While the best YA has broad crossover appeal (think Harry Potter, Hunger Games, and Twilight), it is intended for readers ages 12-18. NA targets former young adult readers now between the ages of 18-25. YA novels usually have high-school age protagonists, NA typically centers around protagonists in college or in their early 20s. YA addresses issues of identity and relationships, experimentation and acceptance. NA focuses on independence and empowerment. As New York Times best-selling NA author Cora Carmack puts it:
"Young adult books are about surviving adolescence and coming of age. New adult is about how to live your life after that….the 'I'm officially an adult, now what?' phase."
Here's where the controversy begins. Many dismiss the distinction — and the genre itself — as simply a marketing ploy.
There is some validity to this argument. After a 20-year, 20%, and 20 million drop in young readers, there was a 21% increase in young-adult readers between 2002 and 2008, in part because of the popularity of books such as the Harry Potter series. Harry Potter did more than just get kids reading again, it showed the incredible potential of the YA fiction market. The final book in the series sold 11 million copies around the world in the first 24 hours it was available. The series as a whole had sold over 400 million copies worldwide as of February 2011. That's a market that publishers are eager to capitalize on.

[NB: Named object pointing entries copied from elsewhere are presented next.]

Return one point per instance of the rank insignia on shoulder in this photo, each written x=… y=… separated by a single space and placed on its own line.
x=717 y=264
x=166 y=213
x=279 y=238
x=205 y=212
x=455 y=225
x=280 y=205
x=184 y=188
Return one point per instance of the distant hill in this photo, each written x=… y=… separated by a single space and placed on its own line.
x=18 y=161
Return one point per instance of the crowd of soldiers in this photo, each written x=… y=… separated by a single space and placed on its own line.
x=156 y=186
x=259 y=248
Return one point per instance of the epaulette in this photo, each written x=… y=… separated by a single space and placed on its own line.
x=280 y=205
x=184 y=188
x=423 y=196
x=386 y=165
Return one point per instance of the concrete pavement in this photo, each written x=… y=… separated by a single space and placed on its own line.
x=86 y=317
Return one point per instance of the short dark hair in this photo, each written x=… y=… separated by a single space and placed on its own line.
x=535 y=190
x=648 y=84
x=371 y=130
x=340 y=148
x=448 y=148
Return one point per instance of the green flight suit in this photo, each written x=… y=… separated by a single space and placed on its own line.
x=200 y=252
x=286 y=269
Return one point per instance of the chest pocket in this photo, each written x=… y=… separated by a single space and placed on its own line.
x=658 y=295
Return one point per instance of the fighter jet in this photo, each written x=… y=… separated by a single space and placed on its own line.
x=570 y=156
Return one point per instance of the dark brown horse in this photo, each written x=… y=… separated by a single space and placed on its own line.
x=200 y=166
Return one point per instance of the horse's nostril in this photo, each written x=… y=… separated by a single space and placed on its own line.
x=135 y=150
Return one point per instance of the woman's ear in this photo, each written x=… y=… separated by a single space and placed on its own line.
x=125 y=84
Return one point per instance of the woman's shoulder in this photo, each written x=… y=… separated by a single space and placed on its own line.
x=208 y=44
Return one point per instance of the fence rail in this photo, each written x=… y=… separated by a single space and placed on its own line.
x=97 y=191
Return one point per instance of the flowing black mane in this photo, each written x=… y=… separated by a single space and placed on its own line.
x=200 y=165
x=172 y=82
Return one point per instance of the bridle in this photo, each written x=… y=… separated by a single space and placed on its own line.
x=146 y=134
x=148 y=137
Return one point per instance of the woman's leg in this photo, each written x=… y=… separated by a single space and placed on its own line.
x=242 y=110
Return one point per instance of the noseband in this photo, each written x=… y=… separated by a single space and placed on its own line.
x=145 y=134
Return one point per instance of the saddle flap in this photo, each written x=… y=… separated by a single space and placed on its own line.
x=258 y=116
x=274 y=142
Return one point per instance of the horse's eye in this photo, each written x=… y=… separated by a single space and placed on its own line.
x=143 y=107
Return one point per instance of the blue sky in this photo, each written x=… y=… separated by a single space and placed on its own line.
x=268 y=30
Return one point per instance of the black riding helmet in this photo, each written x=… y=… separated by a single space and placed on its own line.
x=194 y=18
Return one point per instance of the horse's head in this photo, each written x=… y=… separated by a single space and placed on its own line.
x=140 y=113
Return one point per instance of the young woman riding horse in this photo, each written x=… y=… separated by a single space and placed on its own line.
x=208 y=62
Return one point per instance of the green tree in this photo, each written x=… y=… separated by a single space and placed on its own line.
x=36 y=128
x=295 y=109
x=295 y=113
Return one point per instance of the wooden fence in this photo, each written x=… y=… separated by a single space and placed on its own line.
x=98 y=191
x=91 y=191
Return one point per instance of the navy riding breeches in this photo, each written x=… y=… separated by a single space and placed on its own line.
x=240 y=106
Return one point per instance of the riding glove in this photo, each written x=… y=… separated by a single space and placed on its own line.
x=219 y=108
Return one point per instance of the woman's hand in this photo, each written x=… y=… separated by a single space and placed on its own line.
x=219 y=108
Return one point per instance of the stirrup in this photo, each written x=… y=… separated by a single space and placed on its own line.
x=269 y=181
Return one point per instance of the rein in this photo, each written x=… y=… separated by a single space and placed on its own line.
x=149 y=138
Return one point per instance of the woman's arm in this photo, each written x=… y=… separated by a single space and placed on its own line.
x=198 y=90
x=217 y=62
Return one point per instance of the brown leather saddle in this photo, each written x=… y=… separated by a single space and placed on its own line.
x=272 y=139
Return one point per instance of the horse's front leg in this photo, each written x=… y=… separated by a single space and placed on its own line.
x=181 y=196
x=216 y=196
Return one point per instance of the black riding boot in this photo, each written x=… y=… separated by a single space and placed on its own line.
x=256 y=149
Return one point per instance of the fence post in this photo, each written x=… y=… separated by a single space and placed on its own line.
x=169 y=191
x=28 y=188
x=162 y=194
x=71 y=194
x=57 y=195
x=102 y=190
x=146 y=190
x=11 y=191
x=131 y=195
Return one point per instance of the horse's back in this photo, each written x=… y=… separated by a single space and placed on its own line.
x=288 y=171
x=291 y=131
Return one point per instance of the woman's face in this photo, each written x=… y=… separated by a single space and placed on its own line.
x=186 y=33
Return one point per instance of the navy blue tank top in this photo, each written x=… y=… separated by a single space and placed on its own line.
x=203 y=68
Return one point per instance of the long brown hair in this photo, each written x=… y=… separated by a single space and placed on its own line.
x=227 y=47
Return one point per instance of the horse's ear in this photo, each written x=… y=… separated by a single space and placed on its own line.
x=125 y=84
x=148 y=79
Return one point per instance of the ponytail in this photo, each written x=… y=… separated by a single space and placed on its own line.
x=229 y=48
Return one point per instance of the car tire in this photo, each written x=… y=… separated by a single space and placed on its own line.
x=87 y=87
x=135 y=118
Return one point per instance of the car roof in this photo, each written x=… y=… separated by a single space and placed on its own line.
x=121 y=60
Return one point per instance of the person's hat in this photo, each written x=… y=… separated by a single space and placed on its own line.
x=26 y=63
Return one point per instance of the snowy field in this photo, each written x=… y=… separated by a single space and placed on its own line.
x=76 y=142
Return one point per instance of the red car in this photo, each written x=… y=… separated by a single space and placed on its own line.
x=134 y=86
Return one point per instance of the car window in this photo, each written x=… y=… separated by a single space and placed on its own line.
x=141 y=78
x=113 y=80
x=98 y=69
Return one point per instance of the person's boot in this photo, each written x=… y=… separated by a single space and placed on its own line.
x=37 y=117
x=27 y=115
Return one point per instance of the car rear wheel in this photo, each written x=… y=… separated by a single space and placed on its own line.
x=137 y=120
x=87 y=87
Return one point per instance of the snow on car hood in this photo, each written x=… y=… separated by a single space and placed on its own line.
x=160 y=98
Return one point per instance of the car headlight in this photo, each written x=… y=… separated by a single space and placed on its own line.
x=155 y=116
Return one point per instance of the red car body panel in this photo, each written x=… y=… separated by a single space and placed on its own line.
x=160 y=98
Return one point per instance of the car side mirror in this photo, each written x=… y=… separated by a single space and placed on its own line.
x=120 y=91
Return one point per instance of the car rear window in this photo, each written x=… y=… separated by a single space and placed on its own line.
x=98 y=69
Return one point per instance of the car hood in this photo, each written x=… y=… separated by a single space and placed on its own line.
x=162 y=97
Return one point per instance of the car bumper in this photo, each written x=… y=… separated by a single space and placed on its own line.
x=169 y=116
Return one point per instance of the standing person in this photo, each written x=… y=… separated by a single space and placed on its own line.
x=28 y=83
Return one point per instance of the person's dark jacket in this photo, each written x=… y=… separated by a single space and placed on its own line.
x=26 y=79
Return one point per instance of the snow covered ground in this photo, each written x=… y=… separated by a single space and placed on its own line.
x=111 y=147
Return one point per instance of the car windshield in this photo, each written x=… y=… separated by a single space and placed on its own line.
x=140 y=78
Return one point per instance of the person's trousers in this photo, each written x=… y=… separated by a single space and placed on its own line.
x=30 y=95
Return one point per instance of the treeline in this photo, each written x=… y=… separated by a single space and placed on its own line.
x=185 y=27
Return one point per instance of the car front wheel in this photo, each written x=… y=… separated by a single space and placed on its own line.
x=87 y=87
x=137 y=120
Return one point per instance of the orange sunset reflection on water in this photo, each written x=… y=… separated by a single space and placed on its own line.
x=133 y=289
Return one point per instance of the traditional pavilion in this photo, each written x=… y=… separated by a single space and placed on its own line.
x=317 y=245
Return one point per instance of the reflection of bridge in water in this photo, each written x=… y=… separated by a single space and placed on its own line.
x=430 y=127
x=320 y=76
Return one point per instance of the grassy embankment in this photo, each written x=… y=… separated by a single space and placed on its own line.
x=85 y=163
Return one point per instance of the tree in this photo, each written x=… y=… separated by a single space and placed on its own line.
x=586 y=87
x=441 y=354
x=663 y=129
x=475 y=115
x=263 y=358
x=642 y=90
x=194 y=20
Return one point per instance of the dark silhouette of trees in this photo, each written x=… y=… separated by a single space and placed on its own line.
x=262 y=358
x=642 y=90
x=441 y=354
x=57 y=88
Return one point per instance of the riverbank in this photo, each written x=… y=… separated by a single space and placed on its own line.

But the post high-school, pre-late 20s years are ones with unique concerns. Our literature needs to reflect that. Without a "new adult" category, fiction addressing the challenges our demographic faces as we move out, forge careers, and start families will not find as clear place on book shelves. Though the future of the genre will depend on millennials' buying power (and the duration of their existential crises), NA is more than just publishers commodifying our age group.
For starters, it didn't even begin with large publishing houses — it began online. Before NA was mainstream, many of the genre's biggest authors got their start by self-publishing their work as e-books and finding their fans largely through word of mouth.
New adult novels are still gaining popularity this way, with large publishing houses calling only after they see books having significant success online. It's probably another reason new adult is so appealing to our generation — it's a genre fighting to be taken seriously written for a generation fighting to be taken seriously.
In spite of all those who dismiss it, I can only see NA as a good thing. The genre focuses on millennials — an age group previously under-represented in fiction — and uses a channel at which the old guard of publishing continues to turn up their noses : self-publishing. It is launching the careers of writers in our demographic, and NA novels are engaging more readers who may have otherwise been lost.
But NA is still grappling with its identity. It could go down the path so many have already pigeon-holed it as, becoming a genre of just "trashy reads." But if it did, "new adult" imprints would go the way of erotic romance lines before it and disappear.
Yes, there is usually sex in NA novels — lots of it. But the books that are so powerful are the ones that focus on the transitional periods in characters lives. Additionally, NA is helping millennials establish their voice in contemporary fiction, reaching millions of eager readers, and its self-published authors are schooling the publishing industry on how to successfully market e-books.
If publishers want to continue replicating the success of Colleen Hoover, Cora McCormack, Tammara Webber, and Jamie McGuire, they would continue to sign authors who are concerned with the challenges millennials face as they establish careers, struggle with financial independence, and start families. As this genre becomes more clearly distinct from trashier fare, the writing will only improve. Sex does sell up to a point, and then we're not buying it anymore.